The World Shipping Council (WSC) has reported a decrease in the number of containers lost overboard from ships at sea. In 2022, 661 containers were lost, significantly lower than the 1,566 containers lost each year since 2008. The lost containers account for less than one-thousandth of 1% (0.00026%) of the 250 million containers currently shipped each year, with more than $7 trillion in cargo transported. The WSC has welcomed the decrease but continues to work towards further improving container security.
The liner shipping industry is working to reduce the number of containers lost at sea. The WSC, several member shipping companies and maritime stakeholders have launched the MARIN Top Tier project to investigate the causes and prevention of such incidents. The project is currently researching container and lashing strength, stowage planning, and optimization. TopTier aims to provide industry best practices, updated security standards, and recommendations. Progress updates are regularly reported on its website, IMO, and other forums.
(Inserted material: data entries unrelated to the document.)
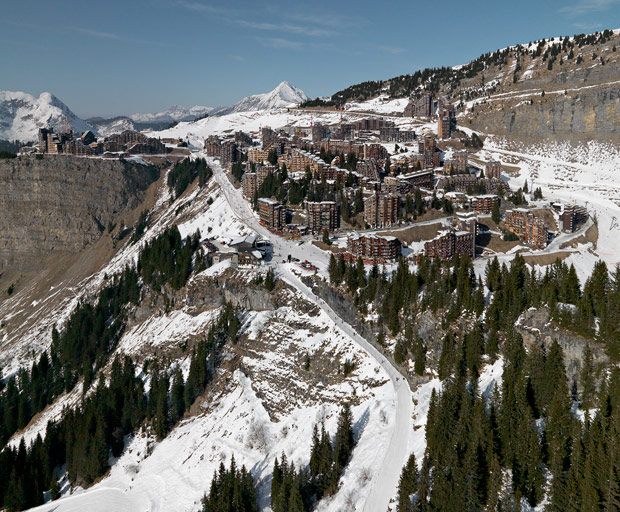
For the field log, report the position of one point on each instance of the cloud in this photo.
(394, 50)
(281, 43)
(205, 8)
(286, 27)
(588, 6)
(98, 34)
WSC has been involved in two key container security regulatory efforts in the IMO. The Ship Safety Committee approved a revision of the IMO guidelines for container inspection programs, applying to all cargoes with inspections for visible pest contamination. WSC has advocated for mandatory reporting of containers lost at sea and contributed to the development of a system for such reporting in IMO CCC 8, to be reviewed by MSC 107 in May and June. International reporting requirements for containers lost at sea may come into force from 2026.
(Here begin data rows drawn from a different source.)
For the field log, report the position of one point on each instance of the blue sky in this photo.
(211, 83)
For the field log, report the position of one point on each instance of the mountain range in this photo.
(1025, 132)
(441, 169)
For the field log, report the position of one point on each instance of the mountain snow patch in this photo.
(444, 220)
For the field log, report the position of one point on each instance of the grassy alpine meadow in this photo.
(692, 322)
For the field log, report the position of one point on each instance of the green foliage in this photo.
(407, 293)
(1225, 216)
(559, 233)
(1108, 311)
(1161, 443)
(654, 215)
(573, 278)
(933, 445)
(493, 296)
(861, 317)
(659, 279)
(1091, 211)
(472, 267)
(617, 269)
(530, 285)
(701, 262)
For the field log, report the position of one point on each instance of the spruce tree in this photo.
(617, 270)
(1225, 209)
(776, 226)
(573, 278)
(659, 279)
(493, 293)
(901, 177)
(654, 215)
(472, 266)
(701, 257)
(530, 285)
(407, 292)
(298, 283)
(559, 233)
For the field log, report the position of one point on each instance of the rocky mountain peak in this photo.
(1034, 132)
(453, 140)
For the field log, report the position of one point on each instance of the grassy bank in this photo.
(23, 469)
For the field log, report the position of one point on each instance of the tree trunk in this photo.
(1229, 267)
In improving container security, correct data plays an important role. The WSC has been reporting lost containers since 2011, with data since 2008. To provide timely updates, the frequency of the Containers Lost at Sea report is increased, surveying members annually and reporting on findings. The WSC emphasizes that any container lost at sea will always be one too many and continues efforts to make the sea a safer place.
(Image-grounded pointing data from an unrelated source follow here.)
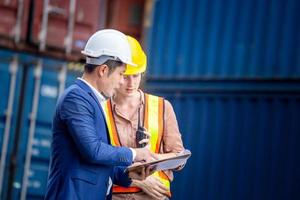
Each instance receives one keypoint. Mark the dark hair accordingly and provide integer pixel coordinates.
(112, 65)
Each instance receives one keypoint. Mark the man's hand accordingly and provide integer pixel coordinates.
(144, 155)
(153, 187)
(142, 173)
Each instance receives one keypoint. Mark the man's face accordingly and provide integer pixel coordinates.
(113, 80)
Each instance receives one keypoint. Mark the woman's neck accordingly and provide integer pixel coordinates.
(121, 99)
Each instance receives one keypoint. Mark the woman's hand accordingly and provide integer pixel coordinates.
(146, 140)
(152, 186)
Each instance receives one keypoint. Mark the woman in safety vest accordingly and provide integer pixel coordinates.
(131, 113)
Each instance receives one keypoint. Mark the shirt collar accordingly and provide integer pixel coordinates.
(99, 96)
In conclusion, the decrease in containers lost at sea is positive news, but more efforts are required. Organizations such as the WSC and member shipping companies have launched the MARIN Top Tier project and have been involved in two container security regulatory efforts in the IMO. Correct data plays a crucial role in improving container security, and the WSC provides timely updates on lost containers worldwide. The WSC will continue to work towards making the sea a safer place.